There are some more battles, the addition of allies, the rescue of the heir apparent of Atlantis. The prose eases up from the H. P. Robert E. Clark Ashton Howard prose. Owston actually moves the story right along in 244 pages.
There is the Robert E. Howard and Clark Ashton Smith influence. Also Michael Moorcock with the big freaky deaky sorcery. Moorcock's influence was looming large with a wave of writers who emerged in the 1970s.
The novel is derivative but a fun romp if you are not looking for anything profound. This is not an easy novel to find. It took me a few years in the mid-90s when I heard about it. Then I heard from C. E. Owston's brother. I think I posted something on AOL back in the late 90s or I had mentioned it in article for one of Dennis McHaney's publications. I got in touch with Owston. Chuck Owston is from western Pennsylvania, plays at medieval fairs, and in the Rockabilly Hall of Fame. He told me that he wrote a sequel that was never published.
He told me that Manor Books almost paid him nothing. None other than Karl Edward Wagner went to bat for him and got Manor Books to fork some money over.
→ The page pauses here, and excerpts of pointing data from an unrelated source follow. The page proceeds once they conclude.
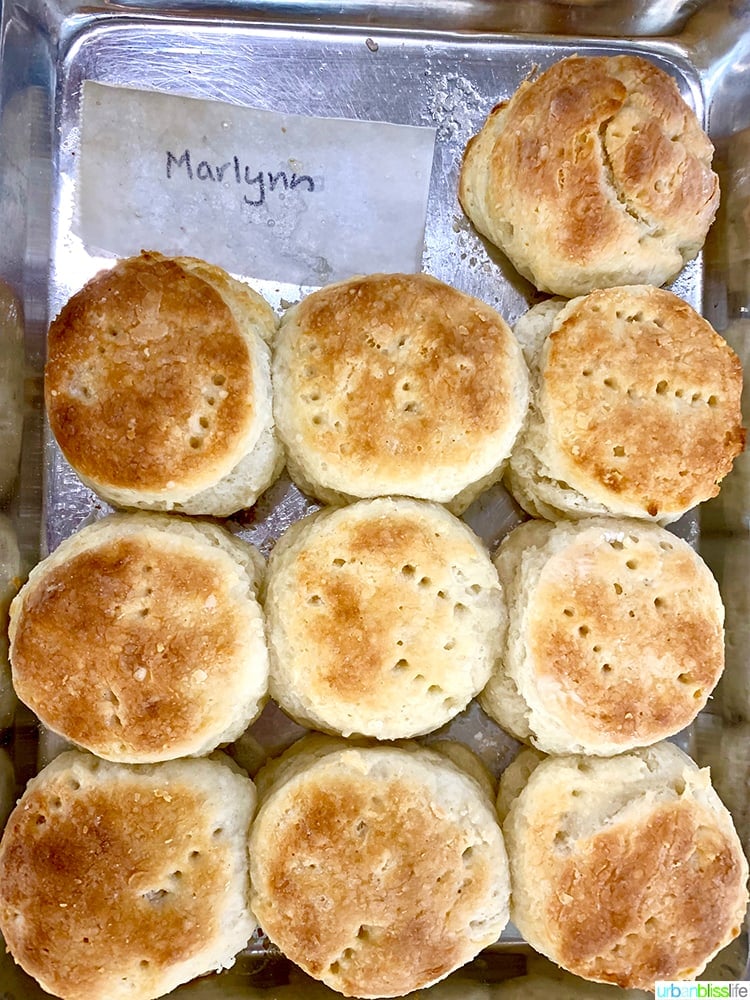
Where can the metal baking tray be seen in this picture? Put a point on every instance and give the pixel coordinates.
(441, 65)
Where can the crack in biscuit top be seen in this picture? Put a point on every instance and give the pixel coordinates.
(149, 379)
(599, 153)
(401, 372)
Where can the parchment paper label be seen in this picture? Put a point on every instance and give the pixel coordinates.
(266, 195)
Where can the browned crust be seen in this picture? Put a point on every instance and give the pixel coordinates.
(594, 144)
(647, 901)
(642, 398)
(411, 372)
(129, 647)
(371, 886)
(148, 381)
(631, 640)
(357, 594)
(94, 879)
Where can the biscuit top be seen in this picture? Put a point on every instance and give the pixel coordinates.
(624, 635)
(606, 155)
(629, 868)
(148, 633)
(378, 870)
(149, 383)
(642, 401)
(104, 869)
(397, 378)
(343, 599)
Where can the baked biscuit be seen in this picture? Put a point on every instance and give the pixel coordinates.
(140, 638)
(397, 384)
(597, 173)
(158, 387)
(385, 618)
(615, 636)
(635, 407)
(122, 881)
(378, 870)
(627, 869)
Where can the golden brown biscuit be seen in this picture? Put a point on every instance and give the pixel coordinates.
(158, 387)
(397, 384)
(378, 870)
(626, 869)
(385, 618)
(635, 407)
(140, 638)
(615, 636)
(123, 882)
(596, 173)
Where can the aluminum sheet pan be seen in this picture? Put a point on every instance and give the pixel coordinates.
(440, 66)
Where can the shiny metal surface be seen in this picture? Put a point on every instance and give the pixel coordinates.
(438, 64)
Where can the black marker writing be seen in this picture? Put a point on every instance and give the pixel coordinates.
(263, 182)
So, if you run across The Scarlet Skull in a used bookstore, snatch it up. It is rare. Manor Books probably had variable distribution. The cover did not help with sales. Manor would cease after 1980. For some reason you can find Mike Sirota books by Manor easily in used bookstores. Just brace yourself for typos as Manor never did a good job with proofing. This was an end of an epoch. Publishing changed. C. E. Owston showed promise in the first novel. It would have been interesting to see him mature as a writer had more novels been published.
I never found this one even though that was the time I spent a couple days a week at the library (the bookmobile had quit running about then). Thanks for finding these little time capsules about the genre books. I wonder what the ruins of Amazon will leave future generations.